Wenn Jesus, der Sohn Gottes, das Leben so wertschätzen kann: Ob auch ich mich darin üben lerne, mein Leben anzunehmen, wie es nun einmal ist? In seinen Höhen und Tiefen; in seinen Leidenschaften und seiner Eintönigkeit; in seinem Lichtvollen und Schattenhaften?
Solch liebendes Annehmen nennt die Bibel Glauben: Mein Leben, jedes Leben ist so kostbar, dass Jesus Mensch geworden ist, um es mit mir zu teilen. Das macht es wertvoll. Für Jesus und unbedingt auch für mich.
Welche Erfahrungen im Leben Jesu sind mir wichtig?
Dem alle Engel dienen, wird nun ein Kind und Knecht.
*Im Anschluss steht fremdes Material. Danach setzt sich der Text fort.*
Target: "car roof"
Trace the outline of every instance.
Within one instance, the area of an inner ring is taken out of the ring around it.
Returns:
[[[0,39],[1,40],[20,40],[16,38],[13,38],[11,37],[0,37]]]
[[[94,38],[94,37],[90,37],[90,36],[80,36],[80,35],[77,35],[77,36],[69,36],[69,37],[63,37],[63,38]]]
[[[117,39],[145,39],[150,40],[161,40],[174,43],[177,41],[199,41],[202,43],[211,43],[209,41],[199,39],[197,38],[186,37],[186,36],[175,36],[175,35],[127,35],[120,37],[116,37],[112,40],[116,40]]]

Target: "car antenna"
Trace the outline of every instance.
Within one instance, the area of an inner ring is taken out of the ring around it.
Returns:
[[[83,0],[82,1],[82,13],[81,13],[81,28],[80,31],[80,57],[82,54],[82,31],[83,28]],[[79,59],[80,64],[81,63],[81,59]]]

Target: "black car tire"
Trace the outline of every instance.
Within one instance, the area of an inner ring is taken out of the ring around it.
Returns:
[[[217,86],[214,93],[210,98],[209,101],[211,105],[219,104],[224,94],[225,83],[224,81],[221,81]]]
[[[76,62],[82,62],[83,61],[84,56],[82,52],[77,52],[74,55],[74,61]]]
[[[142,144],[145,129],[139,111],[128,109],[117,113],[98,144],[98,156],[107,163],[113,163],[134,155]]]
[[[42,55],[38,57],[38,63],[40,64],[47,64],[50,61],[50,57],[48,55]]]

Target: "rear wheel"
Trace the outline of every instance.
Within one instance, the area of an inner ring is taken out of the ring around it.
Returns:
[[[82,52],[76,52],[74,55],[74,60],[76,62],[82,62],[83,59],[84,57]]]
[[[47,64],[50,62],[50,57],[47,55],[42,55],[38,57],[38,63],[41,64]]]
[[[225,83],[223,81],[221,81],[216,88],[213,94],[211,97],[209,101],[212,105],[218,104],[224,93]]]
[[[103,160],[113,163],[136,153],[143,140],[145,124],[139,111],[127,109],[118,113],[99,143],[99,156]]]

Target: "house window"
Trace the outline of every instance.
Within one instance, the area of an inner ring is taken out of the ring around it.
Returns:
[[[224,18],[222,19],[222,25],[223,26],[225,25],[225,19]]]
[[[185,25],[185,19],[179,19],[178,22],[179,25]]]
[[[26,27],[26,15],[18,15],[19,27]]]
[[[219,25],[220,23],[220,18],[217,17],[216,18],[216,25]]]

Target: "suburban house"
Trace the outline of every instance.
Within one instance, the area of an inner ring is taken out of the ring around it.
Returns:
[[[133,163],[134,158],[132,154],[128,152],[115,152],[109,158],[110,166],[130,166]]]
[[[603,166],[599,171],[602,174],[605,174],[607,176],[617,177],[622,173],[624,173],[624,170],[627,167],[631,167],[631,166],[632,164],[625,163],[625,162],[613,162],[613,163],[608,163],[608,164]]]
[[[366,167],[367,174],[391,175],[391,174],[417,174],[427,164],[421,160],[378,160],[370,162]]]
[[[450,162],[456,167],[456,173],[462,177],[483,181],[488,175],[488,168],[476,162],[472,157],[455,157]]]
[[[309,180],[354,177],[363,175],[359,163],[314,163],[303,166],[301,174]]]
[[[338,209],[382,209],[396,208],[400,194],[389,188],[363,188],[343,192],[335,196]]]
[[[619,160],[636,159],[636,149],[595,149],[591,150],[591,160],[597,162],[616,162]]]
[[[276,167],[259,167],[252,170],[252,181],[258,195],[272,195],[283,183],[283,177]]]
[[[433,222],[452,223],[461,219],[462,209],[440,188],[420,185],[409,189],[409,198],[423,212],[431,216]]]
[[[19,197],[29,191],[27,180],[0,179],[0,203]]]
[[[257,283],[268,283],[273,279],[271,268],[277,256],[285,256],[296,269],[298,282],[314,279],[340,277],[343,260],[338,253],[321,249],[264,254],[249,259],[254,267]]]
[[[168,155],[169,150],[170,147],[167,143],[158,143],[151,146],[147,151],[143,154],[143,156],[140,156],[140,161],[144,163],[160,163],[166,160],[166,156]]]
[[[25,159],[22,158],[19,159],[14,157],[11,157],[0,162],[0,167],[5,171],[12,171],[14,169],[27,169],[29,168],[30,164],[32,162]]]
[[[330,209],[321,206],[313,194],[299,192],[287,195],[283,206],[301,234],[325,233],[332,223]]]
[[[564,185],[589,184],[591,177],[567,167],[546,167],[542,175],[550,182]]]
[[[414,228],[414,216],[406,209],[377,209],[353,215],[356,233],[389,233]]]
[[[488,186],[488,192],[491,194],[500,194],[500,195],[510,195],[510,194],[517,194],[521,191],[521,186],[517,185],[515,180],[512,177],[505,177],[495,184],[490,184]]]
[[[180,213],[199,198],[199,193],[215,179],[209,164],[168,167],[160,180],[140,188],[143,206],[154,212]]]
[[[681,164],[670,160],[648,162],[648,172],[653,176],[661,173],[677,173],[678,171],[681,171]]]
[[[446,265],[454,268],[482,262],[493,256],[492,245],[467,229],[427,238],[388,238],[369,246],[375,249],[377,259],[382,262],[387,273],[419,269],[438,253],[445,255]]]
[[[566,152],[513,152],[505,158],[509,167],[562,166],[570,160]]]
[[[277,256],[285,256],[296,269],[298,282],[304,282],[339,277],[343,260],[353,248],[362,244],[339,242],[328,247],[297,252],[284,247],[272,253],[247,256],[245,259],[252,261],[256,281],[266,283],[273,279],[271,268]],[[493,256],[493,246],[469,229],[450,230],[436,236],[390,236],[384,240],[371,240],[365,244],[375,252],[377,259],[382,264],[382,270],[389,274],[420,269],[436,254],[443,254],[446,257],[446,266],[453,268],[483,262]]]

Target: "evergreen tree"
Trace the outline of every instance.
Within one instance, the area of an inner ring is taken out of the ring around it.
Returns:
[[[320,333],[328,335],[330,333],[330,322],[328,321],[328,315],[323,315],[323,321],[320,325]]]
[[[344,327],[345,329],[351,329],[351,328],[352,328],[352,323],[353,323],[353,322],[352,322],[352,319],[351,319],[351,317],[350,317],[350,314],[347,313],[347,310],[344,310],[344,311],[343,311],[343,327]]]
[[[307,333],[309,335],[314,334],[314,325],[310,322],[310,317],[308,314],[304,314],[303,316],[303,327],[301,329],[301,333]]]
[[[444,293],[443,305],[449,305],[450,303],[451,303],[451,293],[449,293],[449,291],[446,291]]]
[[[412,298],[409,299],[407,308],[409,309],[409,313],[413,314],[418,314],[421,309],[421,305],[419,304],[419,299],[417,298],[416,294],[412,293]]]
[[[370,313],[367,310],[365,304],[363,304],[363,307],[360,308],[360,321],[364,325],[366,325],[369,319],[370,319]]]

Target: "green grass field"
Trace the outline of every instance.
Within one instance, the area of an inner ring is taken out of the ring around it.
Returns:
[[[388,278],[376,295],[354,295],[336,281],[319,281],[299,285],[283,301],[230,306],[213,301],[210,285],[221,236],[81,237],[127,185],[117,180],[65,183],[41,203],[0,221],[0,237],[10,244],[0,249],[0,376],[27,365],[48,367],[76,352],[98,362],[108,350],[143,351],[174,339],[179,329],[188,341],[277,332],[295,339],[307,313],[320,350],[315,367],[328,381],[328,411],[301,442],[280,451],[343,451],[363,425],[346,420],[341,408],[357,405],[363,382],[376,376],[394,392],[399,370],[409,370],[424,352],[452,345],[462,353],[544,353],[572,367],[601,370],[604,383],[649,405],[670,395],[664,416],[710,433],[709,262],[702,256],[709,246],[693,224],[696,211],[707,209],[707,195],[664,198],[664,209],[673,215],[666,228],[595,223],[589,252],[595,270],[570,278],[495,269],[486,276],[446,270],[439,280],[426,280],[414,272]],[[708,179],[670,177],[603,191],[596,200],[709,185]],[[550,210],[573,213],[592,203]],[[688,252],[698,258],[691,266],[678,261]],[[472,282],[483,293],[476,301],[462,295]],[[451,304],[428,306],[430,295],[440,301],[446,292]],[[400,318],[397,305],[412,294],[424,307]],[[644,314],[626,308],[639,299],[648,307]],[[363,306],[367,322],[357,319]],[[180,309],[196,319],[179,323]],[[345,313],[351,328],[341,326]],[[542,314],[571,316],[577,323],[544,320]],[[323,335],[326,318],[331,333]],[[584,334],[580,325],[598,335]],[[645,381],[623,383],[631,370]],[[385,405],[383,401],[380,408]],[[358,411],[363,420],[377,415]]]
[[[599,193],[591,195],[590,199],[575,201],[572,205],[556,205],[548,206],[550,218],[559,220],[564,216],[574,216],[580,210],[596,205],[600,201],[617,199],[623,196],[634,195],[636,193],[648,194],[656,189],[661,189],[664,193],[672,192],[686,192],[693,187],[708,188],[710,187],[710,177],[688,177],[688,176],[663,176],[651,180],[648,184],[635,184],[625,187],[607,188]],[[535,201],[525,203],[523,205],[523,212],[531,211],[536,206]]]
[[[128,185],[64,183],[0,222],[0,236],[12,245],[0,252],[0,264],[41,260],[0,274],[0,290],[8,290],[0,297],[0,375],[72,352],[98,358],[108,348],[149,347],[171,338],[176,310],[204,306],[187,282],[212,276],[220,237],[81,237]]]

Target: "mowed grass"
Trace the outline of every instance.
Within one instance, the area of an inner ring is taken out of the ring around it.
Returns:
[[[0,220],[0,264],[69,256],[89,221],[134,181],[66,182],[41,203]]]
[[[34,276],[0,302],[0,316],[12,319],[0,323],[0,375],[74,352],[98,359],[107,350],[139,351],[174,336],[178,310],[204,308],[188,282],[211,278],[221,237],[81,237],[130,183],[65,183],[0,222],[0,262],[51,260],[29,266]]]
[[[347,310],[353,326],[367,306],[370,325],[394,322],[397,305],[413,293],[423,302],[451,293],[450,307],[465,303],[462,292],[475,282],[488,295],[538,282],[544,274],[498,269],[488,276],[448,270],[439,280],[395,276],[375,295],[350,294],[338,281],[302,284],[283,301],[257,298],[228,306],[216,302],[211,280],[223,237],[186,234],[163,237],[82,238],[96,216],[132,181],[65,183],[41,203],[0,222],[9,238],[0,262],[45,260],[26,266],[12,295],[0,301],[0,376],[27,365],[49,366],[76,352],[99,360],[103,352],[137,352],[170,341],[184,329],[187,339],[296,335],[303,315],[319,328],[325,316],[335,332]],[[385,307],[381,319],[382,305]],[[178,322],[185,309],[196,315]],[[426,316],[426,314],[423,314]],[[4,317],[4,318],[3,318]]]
Gott selber ist erschienen zur Sühne für sein Recht.
Wer schuldig ist auf Erden, verhüll nicht mehr sein Haupt.
Er soll gerettet werden, wenn er dem Kinde glaubt.
(EG 16, 2)
1.3 In Höhen und Tiefen nicht allein:
„ ... hinabgestiegen in das Reich des Todes ...“
Von allen Seiten umgibst du mich und hältst deine Hand über mir.
Diese Erkenntnis ist mir zu wunderbar und zu hoch,
ich kann sie nicht begreifen.
Wohin soll ich gehen vor deinem Geist,
und wohin soll ich fliehen vor deinem Angesicht?
Führe ich gen Himmel, so bist du da; bettete ich mich bei den Toten, siehe, so bist du auch da.
(Psalm 139,5-8)
Irgendetwas glaubt jeder. Christen glauben an Jesus Christus, dem selbst das Reich des Todes offensteht.
Im Glaubensbekenntnis heißt es, Jesus sei „hinabgestiegen in das Reich des Todes“. Diesem Satz liegt ein uraltes Weltbild zugrunde. Demnach kommen die Verstorbenen in das Totenreich, wo sie den Anbruch des ewigen Lebens erwarten.
Der Glaube, Jesus sei nach seinem Tod in dieses Reich des Todes hinabgestiegen, um es nach drei Tagen wieder zu verlassen und ein neues Leben anzutreten, hat viele Hoffnungen geweckt: Hoffnung für ungläubig Verstorbene, denen Jesus eine erneute Chance auf Glauben und Rettung gibt. Hoffnung für die vielen aus anderen Religionen, die dort ihm und seiner Liebe begegnen. Hoffnung, dass das Totenreich eines Tages seine Gefangenen freigeben muss und dass die Macht des Todes durch Jesus endgültig gebrochen wird.
Ein moderner Ausdruck für diese Hoffnungen findet sich in dem Wort: „Du kannst nie tiefer fallen als in Gottes Hand.“ So können Menschen in Furcht vor dem eigenen Tod oder dem eines geliebten Menschen Trost finden. Obwohl die bittere Erfahrung bleibt: Der Tod ist ein Ende, ein Loslassen, ein Loslassen-Müssen, manchmal auch ein Losgerissen-Werden.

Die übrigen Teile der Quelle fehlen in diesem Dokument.